Mentre il governo si contraddiceva o smentiva platealmente tra
dichiarazioni contraddittorie e disinformate, quella banda di
“vecchietti assassini” sapeva bene come muoversi. Come del resto
avevano saputo muoversi bene quando dal mestiere Benetton
(abbigliamento a marchio ma di basso valore) s'erano inventati di
diventare gestori abilissimi (quanto a guadagnare) di un monopolio
naturale che l'Italia indebitata non sapeva più come gestire.
I “vecchietti assassini” conoscono bene l'Italia che ha in tasca 4500
miliardi di ricchezza finanziaria al netto dei debiti e che se l'é
creata soprattutto addossando allo stato 2300 miliardi di debito
pubblico. Come sanno benissimo che quel 45,46% del flottante di
Atlantia - cioè i titoli che si possono scambiare in Borsa - secondo i
dati Consob, al 31 marzo 2018 il 23,9% del flottante era detenuto da
investitori statunitensi, seguiti dal 20% del Regno Unito, dal 19,9%
dell'Italia (compresi i piccoli investitori), dal 15,7% del resto
d'Europa, dal 9% del'Australia, dal 5,8% del resto del mondo e dal 5,3%
della Francia. Insomma i “vecchietti assassini” hanno dei forti alleati
- in patria e altrove- oltre se stessi.
Facile immaginarsi come la pensino quegli italiani che hanno Atlantia in portafoglio.

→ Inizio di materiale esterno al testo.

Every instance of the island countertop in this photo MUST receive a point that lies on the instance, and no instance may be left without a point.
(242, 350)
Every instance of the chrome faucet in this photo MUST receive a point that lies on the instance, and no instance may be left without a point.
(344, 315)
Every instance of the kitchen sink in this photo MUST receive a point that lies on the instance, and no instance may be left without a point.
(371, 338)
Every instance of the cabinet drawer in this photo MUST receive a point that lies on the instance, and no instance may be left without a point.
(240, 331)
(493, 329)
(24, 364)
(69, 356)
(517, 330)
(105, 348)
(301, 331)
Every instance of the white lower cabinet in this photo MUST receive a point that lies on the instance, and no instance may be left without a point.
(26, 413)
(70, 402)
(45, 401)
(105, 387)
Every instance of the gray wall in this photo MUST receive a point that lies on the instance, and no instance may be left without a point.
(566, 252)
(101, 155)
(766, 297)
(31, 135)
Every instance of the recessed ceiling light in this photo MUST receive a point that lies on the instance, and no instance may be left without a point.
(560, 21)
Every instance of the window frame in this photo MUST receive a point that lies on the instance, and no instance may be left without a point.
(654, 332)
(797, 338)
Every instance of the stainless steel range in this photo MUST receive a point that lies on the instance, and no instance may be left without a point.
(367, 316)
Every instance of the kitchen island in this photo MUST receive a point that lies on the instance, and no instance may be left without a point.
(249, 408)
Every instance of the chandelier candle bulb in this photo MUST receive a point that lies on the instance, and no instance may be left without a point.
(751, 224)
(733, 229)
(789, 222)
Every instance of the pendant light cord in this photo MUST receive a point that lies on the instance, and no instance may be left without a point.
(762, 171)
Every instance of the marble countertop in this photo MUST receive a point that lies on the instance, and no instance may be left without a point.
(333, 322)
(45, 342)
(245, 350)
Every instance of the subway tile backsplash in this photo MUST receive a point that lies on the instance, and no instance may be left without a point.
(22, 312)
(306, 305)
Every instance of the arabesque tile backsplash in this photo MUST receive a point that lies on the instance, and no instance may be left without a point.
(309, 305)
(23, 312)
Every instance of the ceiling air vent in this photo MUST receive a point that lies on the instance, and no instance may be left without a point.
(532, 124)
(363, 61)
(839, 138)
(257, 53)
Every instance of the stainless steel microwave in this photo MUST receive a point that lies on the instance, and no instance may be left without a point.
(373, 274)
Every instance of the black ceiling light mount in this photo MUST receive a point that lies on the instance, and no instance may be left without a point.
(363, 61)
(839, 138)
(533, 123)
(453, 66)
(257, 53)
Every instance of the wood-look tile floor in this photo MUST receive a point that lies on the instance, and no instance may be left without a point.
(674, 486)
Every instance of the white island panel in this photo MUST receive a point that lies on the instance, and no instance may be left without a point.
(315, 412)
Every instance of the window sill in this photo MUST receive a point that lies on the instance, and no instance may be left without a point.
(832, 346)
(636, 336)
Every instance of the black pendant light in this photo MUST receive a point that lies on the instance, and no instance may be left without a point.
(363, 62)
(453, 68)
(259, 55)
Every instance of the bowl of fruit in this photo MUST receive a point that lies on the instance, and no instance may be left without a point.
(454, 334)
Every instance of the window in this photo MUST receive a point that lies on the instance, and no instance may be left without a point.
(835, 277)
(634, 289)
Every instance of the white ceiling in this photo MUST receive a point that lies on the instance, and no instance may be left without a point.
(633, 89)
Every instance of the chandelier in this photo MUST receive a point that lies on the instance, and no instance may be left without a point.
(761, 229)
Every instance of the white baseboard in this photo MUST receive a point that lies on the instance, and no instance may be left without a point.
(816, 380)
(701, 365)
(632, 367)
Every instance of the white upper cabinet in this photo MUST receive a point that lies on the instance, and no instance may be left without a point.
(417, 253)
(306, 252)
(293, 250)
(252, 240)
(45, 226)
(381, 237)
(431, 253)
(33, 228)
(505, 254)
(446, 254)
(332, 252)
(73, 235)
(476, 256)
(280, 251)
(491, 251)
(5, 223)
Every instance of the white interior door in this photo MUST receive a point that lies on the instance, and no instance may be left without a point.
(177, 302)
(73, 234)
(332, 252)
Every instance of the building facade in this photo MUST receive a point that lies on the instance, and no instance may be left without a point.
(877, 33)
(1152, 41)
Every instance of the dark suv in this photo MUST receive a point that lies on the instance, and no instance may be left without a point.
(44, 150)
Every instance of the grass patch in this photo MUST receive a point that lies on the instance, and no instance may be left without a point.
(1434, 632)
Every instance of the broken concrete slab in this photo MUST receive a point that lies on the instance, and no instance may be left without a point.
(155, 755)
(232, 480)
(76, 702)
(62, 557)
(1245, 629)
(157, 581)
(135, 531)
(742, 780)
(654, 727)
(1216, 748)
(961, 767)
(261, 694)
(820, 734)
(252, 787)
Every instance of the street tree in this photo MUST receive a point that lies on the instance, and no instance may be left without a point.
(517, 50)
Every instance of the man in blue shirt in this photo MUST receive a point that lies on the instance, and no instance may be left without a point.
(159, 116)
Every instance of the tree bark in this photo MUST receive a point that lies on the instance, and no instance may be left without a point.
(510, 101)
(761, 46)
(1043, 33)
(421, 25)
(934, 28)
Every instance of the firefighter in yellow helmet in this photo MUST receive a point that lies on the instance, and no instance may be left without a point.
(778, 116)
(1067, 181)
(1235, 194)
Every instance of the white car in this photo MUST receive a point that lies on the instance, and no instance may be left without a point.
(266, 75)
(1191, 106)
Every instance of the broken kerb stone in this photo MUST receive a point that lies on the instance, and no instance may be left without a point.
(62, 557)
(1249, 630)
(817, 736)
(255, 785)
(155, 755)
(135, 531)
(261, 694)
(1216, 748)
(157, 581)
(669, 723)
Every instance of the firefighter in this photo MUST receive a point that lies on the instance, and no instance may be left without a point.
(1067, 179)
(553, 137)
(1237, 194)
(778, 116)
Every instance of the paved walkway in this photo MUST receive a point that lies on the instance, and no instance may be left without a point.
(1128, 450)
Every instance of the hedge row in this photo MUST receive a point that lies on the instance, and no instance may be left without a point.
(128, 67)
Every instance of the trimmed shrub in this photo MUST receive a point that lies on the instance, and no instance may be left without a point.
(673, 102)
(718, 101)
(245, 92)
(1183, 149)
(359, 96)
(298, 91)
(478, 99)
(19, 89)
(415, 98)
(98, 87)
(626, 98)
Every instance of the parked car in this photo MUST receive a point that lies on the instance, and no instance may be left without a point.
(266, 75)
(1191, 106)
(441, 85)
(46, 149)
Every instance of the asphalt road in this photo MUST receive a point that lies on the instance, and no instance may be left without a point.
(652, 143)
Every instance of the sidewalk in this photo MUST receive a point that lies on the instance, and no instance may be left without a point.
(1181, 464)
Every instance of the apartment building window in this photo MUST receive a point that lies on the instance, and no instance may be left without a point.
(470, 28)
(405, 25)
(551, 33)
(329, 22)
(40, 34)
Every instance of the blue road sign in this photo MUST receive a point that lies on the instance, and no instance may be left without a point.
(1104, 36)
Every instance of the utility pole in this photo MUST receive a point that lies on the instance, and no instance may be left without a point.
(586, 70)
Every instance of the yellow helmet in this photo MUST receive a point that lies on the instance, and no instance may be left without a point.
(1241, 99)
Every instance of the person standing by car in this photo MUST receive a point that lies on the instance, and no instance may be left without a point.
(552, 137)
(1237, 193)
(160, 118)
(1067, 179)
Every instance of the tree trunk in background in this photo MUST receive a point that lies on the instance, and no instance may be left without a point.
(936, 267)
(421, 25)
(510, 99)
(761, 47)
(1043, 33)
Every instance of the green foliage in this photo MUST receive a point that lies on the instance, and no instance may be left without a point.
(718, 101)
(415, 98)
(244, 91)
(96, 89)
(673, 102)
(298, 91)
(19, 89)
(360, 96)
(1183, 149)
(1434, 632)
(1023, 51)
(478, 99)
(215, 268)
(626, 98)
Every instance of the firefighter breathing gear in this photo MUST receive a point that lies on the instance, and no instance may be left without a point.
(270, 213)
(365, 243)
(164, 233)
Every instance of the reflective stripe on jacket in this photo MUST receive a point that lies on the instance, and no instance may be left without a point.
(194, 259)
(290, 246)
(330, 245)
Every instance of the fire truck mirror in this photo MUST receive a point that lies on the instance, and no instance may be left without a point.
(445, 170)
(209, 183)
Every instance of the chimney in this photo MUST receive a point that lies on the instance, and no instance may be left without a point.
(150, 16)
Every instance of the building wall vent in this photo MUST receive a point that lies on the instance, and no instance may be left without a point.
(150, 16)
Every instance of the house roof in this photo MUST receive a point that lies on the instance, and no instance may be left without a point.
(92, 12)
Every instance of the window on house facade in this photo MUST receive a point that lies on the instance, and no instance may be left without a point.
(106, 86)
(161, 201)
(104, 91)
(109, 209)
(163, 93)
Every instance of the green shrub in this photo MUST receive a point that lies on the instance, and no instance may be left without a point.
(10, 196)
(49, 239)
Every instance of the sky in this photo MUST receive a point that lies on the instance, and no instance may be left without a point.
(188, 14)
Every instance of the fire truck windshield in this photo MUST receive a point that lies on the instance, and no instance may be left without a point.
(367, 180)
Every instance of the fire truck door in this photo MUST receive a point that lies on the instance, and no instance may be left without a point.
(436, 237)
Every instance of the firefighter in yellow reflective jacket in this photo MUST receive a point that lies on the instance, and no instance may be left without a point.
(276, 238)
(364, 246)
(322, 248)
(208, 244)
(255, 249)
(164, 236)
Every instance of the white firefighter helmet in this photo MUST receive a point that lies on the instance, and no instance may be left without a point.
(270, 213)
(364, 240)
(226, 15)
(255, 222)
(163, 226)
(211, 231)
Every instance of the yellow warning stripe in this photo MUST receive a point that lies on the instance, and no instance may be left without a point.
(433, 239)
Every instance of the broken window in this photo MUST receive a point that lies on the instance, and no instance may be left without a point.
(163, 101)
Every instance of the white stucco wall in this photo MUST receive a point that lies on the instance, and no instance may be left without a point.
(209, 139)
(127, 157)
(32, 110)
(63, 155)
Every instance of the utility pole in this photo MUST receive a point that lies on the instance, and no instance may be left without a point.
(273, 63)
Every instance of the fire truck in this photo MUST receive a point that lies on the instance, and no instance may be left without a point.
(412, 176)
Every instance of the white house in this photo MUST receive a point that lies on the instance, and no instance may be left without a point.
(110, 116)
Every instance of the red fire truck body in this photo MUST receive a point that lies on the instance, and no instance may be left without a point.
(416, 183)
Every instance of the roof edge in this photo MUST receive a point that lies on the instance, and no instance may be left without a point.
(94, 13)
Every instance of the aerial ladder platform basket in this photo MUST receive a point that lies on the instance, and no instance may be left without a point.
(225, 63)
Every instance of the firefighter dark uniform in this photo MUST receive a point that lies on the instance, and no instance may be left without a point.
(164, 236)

Dove si arrivati adesso non si torna indietro. Dall'estero stanno tutti
osservando in silenzio come muoverà il governo SalviMaio e questo
autunno potremo già capire se il ritiro della concessione (che
sarà ancora in corso) e il ritorno in mani pubbliche di gran parte
della rete autostradale facciano dell'Italia un Paese in cui investire
piuttosto che da cui scappare.
Materialmente dove si arrivati adesso non si torna indietro. Quel
viadotto va rifatto (ancora in calcestruzzo) e se tutto va per il
meglio (cioè al minor costo) basta sostituire tutti gli
stralli-tiranti dei due piloni. Vanno pure demoliti tutti gli edifici
sottostanti l'opera e ricostruiti gratuitamente per occupanti e
proprietari.
Materialmente dove si arrivati adesso non si torna indietro. Quel
viadotto va ricostruito tal quale in cemento armato e non in metallo
perché diverrebbe entro pochi anni un rudere in bella vista.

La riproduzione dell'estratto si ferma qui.